Contact: Teri Frady
NOAA Fisheries Announces Reimbursement of Sector At-Sea Monitoring Costs
NOAA Fisheries today announced a plan to cover all at-sea monitoring costs for Northeast groundfish sector vessels in fishing year 2018. NOAA will also reimburse industry for more of their fishing year 2017 of at-sea monitoring expenses, using remaining prior year funds, bringing the total reimbursement for that year to approximately 85 percent.
At-sea monitors participate in a subset of sector trips, sufficient to estimate total catch of quota species kept and discarded. At-sea monitoring helps groundfish sector vessels keep track of where they are in relation to their species-specific quotas during a year, and supports greater flexibility for sector vessels to fish.
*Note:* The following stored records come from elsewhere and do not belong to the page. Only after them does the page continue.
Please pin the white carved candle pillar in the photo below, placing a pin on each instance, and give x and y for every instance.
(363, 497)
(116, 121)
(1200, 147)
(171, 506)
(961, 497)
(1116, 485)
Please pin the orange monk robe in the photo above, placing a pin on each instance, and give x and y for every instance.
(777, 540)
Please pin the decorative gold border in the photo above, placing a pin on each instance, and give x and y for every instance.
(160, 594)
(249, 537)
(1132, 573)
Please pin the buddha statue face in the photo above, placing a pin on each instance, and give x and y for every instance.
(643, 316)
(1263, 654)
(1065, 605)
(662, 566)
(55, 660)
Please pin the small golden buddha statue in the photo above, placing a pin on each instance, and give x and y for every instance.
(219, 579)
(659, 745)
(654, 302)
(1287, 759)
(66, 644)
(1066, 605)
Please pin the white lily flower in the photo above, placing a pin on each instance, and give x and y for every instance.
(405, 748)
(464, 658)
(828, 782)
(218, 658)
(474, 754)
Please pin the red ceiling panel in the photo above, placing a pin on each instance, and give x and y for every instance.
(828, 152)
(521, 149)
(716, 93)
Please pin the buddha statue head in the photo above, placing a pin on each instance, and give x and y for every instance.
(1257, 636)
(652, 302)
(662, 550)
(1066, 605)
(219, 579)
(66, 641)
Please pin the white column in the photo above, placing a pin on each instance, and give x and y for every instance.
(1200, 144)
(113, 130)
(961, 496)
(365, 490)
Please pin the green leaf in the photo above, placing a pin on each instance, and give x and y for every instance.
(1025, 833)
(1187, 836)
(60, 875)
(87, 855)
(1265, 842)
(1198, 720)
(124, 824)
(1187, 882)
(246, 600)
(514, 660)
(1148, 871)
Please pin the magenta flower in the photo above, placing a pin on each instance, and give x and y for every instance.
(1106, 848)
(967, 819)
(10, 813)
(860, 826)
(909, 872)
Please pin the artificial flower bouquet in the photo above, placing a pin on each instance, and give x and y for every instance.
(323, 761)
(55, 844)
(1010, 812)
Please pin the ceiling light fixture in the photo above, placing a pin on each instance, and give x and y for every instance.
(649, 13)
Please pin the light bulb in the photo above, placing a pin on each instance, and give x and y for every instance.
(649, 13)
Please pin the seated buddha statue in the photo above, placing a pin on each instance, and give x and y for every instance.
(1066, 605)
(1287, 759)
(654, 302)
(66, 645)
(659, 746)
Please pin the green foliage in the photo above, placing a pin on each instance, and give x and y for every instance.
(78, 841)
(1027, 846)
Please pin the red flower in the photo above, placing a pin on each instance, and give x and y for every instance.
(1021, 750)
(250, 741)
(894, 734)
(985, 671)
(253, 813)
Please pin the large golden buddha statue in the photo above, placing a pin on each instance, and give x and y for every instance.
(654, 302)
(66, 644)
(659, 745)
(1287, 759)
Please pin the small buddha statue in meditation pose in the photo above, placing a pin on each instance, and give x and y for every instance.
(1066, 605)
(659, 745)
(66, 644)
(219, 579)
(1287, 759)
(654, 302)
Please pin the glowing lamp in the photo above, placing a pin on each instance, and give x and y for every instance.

“Effective at-sea monitoring is essential to the success and sustainability of this fishery,” said Jon Hare, Director of the Northeast Fisheries Science Center. “This $10.3 million increase from Congress for groundfish at-sea monitoring provides additional economic stability for the sector vessels.”
NOAA Fisheries will cover all costs for at-sea monitoring and data processing in Fishing Year 2018 (May 1, 2018, through April 30, 2019). Funds will also be used to support at-sea monitor training and equipment, to process samples, to continue development of electronic monitoring technologies that may the reduce cost of or improve at-sea monitoring in the future, and to cover agency costs for administering the program.
Any groundfish sector trip beginning on or after May 1, 2018, that was selected for at-sea monitoring coverage is eligible for reimbursement. Using existing funds, NOAA will also reimburse industry for an additional 25 percent of their at-sea monitoring costs in fishing year 2017, bringing the total reimbursement for that year to approximately 85 percent.
Since 2015, groundfish sectors have contracted directly with service providers for monitoring services. Sectors will use a program similar to past years to receive reimbursements for the cost of at-sea monitoring.